Wavenumber selection via spatial parameter jump

TL;DR

This paper investigates how a spatial parameter jump affects pattern formation in the Swift-Hohenberg equation, revealing a narrow wavenumber band that expands linearly with the jump size, contrasting with the usual square root growth.

Contribution

It introduces a novel analysis of spatial inhomogeneity effects on pattern selection, demonstrating a linear growth of the wavenumber band with the jump size.

Findings

Wavenumber band width grows linearly with jump size

Existence of steady-state solutions transitioning from homogeneous to patterned states

Numerical simulations confirm theoretical predictions

Abstract

The Swift-Hohenberg equation describes an instability which forms finite-wavenumber patterns near onset.
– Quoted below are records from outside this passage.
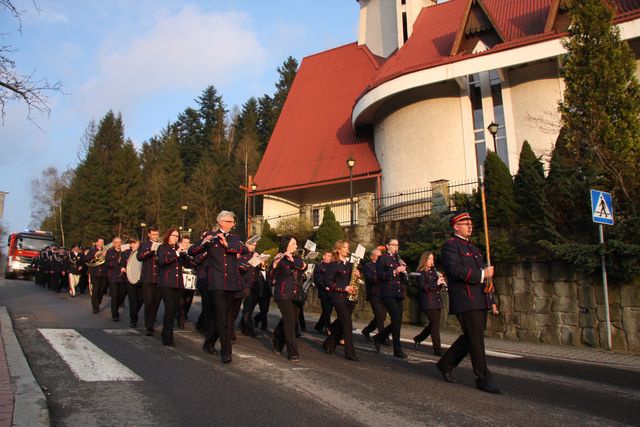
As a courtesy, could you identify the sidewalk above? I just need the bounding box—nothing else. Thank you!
[0,307,50,427]
[290,306,640,371]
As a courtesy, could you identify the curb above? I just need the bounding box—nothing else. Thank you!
[0,307,51,427]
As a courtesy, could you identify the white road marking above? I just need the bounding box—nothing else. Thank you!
[38,329,142,382]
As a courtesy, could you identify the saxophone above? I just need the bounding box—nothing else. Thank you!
[347,257,364,302]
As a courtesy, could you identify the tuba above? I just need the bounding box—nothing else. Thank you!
[87,242,113,267]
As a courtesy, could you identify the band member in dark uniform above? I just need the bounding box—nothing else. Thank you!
[67,245,85,297]
[373,239,407,359]
[272,236,307,362]
[120,239,144,328]
[239,242,258,337]
[436,212,500,393]
[136,227,160,336]
[361,248,387,342]
[193,233,211,336]
[189,211,242,363]
[105,237,127,322]
[87,238,108,313]
[49,246,67,293]
[313,251,333,334]
[158,228,187,346]
[253,261,273,331]
[413,252,445,356]
[322,240,360,361]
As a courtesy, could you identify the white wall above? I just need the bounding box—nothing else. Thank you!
[374,82,476,193]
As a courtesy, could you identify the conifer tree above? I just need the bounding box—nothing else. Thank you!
[484,151,517,227]
[316,206,345,250]
[560,0,640,217]
[513,141,559,242]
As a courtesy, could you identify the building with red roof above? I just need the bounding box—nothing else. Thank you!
[255,0,640,225]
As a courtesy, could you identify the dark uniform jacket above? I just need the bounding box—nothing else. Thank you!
[67,251,86,274]
[326,261,353,304]
[105,248,125,283]
[193,251,209,292]
[136,240,158,283]
[360,261,380,301]
[86,246,108,279]
[441,236,491,314]
[418,268,442,310]
[374,254,404,299]
[313,262,331,300]
[189,231,242,291]
[157,243,187,289]
[273,257,307,301]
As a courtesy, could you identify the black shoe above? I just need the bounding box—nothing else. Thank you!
[436,365,456,383]
[476,383,502,394]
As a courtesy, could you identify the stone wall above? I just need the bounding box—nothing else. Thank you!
[305,262,640,352]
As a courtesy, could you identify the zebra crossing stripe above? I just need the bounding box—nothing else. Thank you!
[38,329,142,382]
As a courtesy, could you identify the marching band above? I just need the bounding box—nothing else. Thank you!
[28,211,500,393]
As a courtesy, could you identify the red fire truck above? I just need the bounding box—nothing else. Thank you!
[5,230,56,279]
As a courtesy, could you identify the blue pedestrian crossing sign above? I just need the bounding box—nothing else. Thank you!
[591,190,613,225]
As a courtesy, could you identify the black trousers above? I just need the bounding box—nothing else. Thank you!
[196,288,213,335]
[178,289,196,323]
[362,297,387,333]
[158,286,183,345]
[109,283,127,317]
[437,310,491,385]
[273,301,300,358]
[240,289,260,332]
[374,298,403,353]
[91,277,108,313]
[315,298,333,332]
[207,291,236,358]
[322,304,356,358]
[142,283,160,331]
[51,271,62,293]
[127,283,144,324]
[253,295,271,330]
[413,308,441,350]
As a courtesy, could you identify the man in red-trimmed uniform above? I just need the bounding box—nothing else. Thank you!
[436,212,500,393]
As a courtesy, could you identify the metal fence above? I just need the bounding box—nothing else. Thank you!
[311,197,358,228]
[373,180,478,223]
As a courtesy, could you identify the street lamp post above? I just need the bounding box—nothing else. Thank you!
[180,205,189,230]
[347,156,356,227]
[247,182,258,238]
[487,121,500,154]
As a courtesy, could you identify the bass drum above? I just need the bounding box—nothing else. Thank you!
[127,251,142,285]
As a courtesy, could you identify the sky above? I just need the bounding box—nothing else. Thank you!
[0,0,359,231]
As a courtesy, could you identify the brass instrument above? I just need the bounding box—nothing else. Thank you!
[87,242,113,267]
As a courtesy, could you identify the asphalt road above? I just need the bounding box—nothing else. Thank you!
[0,280,640,426]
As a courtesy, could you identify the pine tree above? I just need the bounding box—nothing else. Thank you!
[316,206,345,250]
[484,151,517,227]
[513,141,559,242]
[560,0,640,217]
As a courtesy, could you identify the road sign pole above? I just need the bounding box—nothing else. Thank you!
[598,224,613,350]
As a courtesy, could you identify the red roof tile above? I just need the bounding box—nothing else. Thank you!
[255,43,381,193]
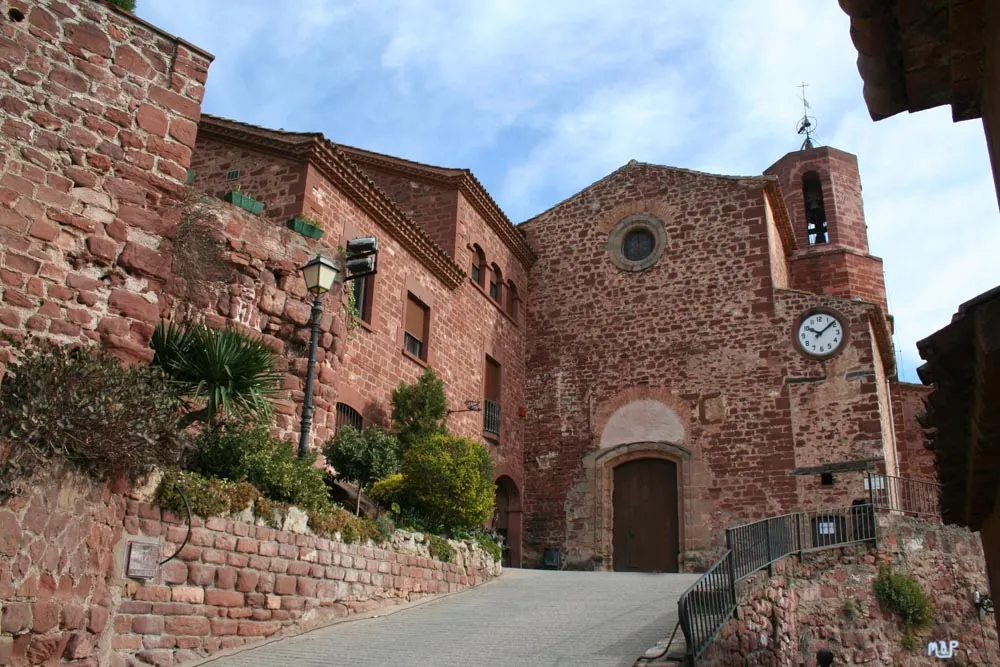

We study this equation posed with a spatial inhomogeneity; a jump-type parameter that renders the zero solution stable for $x<0$ and unstable for $x>0$. Using normal forms and spatial dynamics, we prove the existence of a family of steady-state solutions that represent a transition in space from a homogeneous state to a striped pattern state. The wavenumbers of these stripes are contained in a narrow band whose width grows linearly with the size of the jump. This represents a severe restriction from the usual constant-parameter case, where the allowed band grows with the square root of the parameter. We corroborate our predictions using numerical continuation and illustrate implications on stability of growing patterns in direct simulations.